"Ryszard Czarnecki kłamie. To są brednie" - twierdzi w portalu onet.pl dziennikarz Tomasz Wołek. A on wie, co mówi - w latach 70 był rzecznikiem Lechii i stadionowym spikerem. To do niego zwrócił się premier o pomoc, w założeniu klubu kibica. Fani nie odpowiadali jednak za zadymy. "Oni nie tylko nie urządzali burd, ale ten klub kibica pilnował porządku, dbał o oprawę meczu, o doping i barwne stroje.
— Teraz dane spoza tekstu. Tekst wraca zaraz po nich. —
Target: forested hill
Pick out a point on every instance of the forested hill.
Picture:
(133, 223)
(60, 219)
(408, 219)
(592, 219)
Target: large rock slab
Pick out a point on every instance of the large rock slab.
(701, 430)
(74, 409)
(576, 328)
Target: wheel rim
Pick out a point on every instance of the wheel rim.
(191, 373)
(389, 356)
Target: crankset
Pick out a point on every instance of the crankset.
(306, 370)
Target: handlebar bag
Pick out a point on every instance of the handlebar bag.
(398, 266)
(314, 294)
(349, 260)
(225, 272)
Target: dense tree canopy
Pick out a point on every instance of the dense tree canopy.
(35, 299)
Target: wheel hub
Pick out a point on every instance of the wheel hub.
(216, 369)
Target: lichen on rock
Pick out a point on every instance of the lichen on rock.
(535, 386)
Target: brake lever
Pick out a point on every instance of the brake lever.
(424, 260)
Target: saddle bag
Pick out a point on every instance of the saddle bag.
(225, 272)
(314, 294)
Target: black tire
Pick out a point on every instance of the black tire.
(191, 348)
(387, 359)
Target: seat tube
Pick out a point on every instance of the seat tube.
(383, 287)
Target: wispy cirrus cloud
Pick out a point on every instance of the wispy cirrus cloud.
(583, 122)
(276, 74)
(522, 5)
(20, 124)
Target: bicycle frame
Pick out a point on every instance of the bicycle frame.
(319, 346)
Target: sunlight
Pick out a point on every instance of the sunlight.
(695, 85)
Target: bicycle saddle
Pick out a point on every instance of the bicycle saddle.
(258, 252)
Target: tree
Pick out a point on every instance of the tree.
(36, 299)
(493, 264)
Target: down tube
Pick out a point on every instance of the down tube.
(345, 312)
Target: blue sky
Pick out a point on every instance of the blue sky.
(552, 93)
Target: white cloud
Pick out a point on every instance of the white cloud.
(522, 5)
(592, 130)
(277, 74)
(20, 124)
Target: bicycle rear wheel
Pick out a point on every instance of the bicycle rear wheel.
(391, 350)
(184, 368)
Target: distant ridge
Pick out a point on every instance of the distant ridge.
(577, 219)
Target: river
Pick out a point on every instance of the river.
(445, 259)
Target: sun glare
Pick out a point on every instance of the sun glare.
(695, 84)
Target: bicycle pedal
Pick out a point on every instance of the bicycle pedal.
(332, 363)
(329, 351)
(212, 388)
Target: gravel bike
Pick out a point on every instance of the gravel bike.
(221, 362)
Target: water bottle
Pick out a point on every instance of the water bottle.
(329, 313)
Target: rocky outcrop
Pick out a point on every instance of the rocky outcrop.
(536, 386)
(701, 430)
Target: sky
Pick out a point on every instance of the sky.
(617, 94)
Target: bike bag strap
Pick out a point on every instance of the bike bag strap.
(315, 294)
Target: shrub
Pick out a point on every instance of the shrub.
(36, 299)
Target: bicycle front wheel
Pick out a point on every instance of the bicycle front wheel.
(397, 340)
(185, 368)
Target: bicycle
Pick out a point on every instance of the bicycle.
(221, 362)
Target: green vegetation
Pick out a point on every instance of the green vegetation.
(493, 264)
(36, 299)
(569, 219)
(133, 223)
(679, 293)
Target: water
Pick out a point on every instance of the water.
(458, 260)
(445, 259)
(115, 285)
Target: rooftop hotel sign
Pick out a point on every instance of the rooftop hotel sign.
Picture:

Nosili wtedy biało-zielone komże i szalik" - wyjaśnia Wołek.

Reklama

Zdaniem dziennikarza, Czarnecki, któy nie był kibicem, nie wie, o czym mówi. "To nie były czasy bandytyzmu. Najbardziej popularne okrzyki na stadionach brzmiały: <Sędzia kanarki doić> albo "Sędzia kalosz". Oczywiście nie chcę idealizować tego czasu, bo czasami ktoś mógł ostrzej krzyknąć, ale wtedy była inna kultura kibicowania. To nie były młode bandziory" wyjaśnia. Choć, czasem burdy były - jednak tylko wtedy, gdy na stadionie pojawiały się milicyjne kluby.